Nuansa Moderasi Agama dalam Khazanah Keagamaan Bali

  Selasa, 24 April 2018 - 15:01 |   BY admin
Nuansa Moderasi Agama dalam Khazanah Keagamaan Bali

Bali adalah pulau yang memiliki nilai sejarah peradaban dan budaya yang tinggi. Bukti-bukti sejarah dimulai dari pra sejarah masih disimpan dan dipelihara hingga saat ini.  Dari sisi agama, pulau ini didominasi oleh agama Hindu, namun agama lain di pulau ini juga bisa exist, karena Hindu adalah agama yang toleran dan dapat hidup berdampingan dengan agama lain, seperti Islam dan Buddha. Demikian pula halnya dengan suku (etnis) yang ada di pulau ini, meskipun penduduknya lebih banyak suku Bali, namun Cina, Jawa, dan lainnya juga dapat hidup dengan damai di wilayah ini.      

Kerukunan hidup juga dicerminkan dalam khazanah keagamaan yang disimpan di pulau ini. Dua Pura yang menjadi tempat beribadah orang Hindu, ditemukan namanya berhubungan dengan Islam, yaitu Pura Mekah yang terletak di Banjar Binoh, Desa Ubung, Denpasar, dan Pura Langgar, yang berada di Desa Bunutin, Kecamatan Taman Bali, Kabupaten Bangli. Kedua pura ini tentu punya sejarah panjang dan relasi yang kuat antara penganut Hindu dan penganut agama Islam. Pura Mekah ini memiliki keunikan tersendiri, yaitu sembahyang umat Hindu yang biasa menghadap Timur, maka di Pura ini umat Hindu menghadap ke Barat. Keunikan lainnya adalah umat Hindu sekitar Pura ini dilarang makan babi. Kemudian, bagi kaum laki-laki yang tidak sunat maka akan terjadi kemudaratan baginya. Sementara Pura Langgar, menyediakan tempat sholat dan wudu’ bagi umat Islam di lingkungannya. Demikian sebut Pande dalam tulisannya, Eksistensi Pura Mekah sebagai Harmonisasi Hindu-Islam, 2015, dan Perpaduan Kebudayaan Hindu-Islam, 2014.

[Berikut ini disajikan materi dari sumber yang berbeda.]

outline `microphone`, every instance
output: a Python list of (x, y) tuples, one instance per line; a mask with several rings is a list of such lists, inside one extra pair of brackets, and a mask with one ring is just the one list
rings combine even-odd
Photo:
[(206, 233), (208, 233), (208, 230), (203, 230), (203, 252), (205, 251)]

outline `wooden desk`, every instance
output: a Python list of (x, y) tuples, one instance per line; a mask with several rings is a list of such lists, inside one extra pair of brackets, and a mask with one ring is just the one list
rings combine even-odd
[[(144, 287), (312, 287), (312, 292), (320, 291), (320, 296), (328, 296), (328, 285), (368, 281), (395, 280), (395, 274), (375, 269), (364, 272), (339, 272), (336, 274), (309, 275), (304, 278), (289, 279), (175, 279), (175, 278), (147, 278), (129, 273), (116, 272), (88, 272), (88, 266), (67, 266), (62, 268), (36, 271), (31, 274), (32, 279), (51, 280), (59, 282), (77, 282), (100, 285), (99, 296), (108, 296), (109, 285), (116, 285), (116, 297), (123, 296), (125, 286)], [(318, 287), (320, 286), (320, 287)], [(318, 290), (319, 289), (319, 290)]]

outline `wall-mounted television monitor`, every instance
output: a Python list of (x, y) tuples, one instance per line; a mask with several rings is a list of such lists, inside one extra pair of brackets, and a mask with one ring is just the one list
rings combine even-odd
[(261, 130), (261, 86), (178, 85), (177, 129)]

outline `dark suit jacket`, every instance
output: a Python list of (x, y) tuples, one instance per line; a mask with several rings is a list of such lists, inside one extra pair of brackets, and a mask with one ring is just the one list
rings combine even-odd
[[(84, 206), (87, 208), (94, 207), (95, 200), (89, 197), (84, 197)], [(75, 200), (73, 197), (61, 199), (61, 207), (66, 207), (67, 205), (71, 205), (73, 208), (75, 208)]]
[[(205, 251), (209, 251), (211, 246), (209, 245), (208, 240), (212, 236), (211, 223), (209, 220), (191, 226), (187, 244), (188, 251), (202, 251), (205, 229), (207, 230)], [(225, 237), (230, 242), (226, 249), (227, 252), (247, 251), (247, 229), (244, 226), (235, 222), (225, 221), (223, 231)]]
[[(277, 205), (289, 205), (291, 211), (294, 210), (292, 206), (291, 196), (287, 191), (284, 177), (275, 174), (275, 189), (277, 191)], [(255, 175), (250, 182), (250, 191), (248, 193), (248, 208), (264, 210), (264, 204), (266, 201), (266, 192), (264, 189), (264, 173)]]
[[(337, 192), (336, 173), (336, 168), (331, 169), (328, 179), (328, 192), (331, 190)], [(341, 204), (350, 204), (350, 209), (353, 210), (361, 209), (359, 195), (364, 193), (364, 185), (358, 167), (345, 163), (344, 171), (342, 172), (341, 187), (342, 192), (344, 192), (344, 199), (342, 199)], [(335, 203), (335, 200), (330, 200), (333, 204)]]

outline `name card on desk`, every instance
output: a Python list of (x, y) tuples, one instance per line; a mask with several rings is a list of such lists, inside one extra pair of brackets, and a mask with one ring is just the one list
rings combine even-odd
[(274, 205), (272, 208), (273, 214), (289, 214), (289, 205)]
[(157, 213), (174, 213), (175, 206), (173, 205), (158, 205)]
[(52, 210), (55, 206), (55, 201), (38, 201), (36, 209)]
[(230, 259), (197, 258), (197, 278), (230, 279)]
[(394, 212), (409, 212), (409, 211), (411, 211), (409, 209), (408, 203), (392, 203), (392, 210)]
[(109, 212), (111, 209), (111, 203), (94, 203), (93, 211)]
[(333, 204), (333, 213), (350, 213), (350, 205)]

Khazanah keagamaan juga disimpan di museum dan tempat-tempat bersejarah lainnya di pulau dewata ini. Sebut saja Museum Provinsi Bali, yang merupakan lembaga pemerintah, sangat banyak menyimpan khazanah keagamaaan, mulai dari benda-benda purbakala masa prasejarah berupa bebatuan, masa pengenalan tulisan ditandai dengan adanya lempengan yang ditemukan dalam stupika, dan benda-benda masa sejarah lainnya, seperti arca-arca dan topeng yang memiliki penuh makna untuk keagamaan, khususnya agama Hindu.

Selama melakukan penelitian dari tanggal 18-22 April 2018 di Museum Bali, peneliti menemukan sejumlah peninggalan sejarah terkait moderasi agama dan hubungannya dengan suku lain di tanah air dan manca negara. Di lempengan koin gulden yang dipakai di Bali pada masa penjajah Belanda, ditemukan tulisan Arab yang menunjukkan hubungannya dengan Islam. Selain itu, hubungan antar pulau, yaitu Palembang juga ditemukan di koin Cent, bahkan hubungan antara negara juga ditampilkan di koin yang digunakan sebagai alat tukar pada masa itu. Koin ini memiliki nilai agama bagi masyarakat Hindu. Sebut saja koin kepeng yang bertuliskan Bahasa Cina, masih digunakan oleh umat Hindu hingga saat ini sebagai kelengkapan upacara keagamaan mereka. Penggunaan koin tersebut memiliki posisi yang sangat penting dalam setiap upacara keagamaan, yaitu harapan untuk mencapai kesejahteraan hidup.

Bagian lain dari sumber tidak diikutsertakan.